5 pistes bienveillantes pour réagir aux « bêtises » des bébés

Hello lecteurs,

Mon titre est volontairement provocateur, je l’admets. Ceux et celles qui me connaissent bien savent que je suis la première à dire qu’on ne peut (doit!) pas parler de « bêtises » chez les bébés, dans le sens où ils n’ont ni volonté de nuire, ni conscience des conséquences de leurs gestes.
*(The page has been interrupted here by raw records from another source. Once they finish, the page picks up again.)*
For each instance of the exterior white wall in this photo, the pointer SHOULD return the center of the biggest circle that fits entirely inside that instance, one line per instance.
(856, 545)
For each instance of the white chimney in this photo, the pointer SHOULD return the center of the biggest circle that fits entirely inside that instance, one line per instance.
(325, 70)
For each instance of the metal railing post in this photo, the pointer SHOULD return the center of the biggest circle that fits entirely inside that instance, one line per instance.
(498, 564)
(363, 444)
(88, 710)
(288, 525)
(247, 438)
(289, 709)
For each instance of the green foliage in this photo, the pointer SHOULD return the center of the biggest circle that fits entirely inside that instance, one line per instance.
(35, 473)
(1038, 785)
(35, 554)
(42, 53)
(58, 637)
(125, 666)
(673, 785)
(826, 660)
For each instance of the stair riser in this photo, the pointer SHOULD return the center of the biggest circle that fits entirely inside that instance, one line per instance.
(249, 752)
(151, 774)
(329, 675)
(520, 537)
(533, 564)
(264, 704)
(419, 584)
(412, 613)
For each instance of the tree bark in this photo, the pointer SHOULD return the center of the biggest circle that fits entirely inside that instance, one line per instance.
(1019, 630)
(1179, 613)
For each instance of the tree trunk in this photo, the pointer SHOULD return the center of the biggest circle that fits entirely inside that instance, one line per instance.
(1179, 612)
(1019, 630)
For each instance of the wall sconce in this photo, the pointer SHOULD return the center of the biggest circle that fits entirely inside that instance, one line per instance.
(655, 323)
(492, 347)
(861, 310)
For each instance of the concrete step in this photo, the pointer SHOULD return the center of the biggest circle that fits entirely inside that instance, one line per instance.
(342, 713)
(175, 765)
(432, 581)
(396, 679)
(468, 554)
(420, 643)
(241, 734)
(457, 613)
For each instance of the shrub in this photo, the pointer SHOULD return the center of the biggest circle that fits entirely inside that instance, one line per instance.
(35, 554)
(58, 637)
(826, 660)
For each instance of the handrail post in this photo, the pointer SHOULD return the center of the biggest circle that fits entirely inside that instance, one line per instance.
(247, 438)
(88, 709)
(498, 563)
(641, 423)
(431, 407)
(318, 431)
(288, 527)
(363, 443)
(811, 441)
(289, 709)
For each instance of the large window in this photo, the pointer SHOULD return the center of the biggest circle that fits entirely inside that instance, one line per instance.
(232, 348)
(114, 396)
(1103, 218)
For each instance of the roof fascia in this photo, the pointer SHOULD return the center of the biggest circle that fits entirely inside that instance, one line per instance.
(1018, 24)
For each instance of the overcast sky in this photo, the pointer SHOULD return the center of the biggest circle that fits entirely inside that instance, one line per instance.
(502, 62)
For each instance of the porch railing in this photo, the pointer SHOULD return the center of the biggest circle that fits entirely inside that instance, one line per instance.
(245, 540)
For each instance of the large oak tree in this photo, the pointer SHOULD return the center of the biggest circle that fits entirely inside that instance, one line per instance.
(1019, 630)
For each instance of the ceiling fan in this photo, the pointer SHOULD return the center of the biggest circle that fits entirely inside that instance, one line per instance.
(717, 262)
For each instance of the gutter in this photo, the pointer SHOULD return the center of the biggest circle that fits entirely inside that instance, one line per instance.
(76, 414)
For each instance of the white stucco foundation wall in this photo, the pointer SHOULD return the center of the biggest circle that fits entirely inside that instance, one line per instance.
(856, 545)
Et qu’ils sont loin d’être bêtes ! Ce qu’on a tendance à appeler des bêtises sont surtout des explorations et des tentatives pour comprendre le monde qui les entoure. Aussi, quand bébé Carrousel renverse tout le contenu son verre d’eau sur elle, c’est seulement qu’elle ne maîtrise pas ses gestes, qu’elle ne sait pas qu’elle va ressortir trempée de cette expérience (et que je vais perdre 10 minutes à la changer entièrement alors que je suis déjà en retard pour le boulot!). Quand elle sort tous les livres de la bibliothèque ou tous ses vêtements de sa penderie, elle explore et s’entraîner à vider un contenant (et moi je m’entraîne à être patiente…). Si elle tire sur la plante de sa mamie, elle veut comprendre, découvrir cette chose étrange et nouvelle à laquelle elle n’a pas accès à la maison (maman n’a pas la main verte…). Mais j’ai volontairement formulé mon titre en parlant de « bêtises » car je sais que pas mal de parents réfléchissent encore souvent en ces termes et j’espère ainsi apporter quelques pistes de réflexion bienveillantes à des mamans qui soumettraient ces mots clés à notre ami Google.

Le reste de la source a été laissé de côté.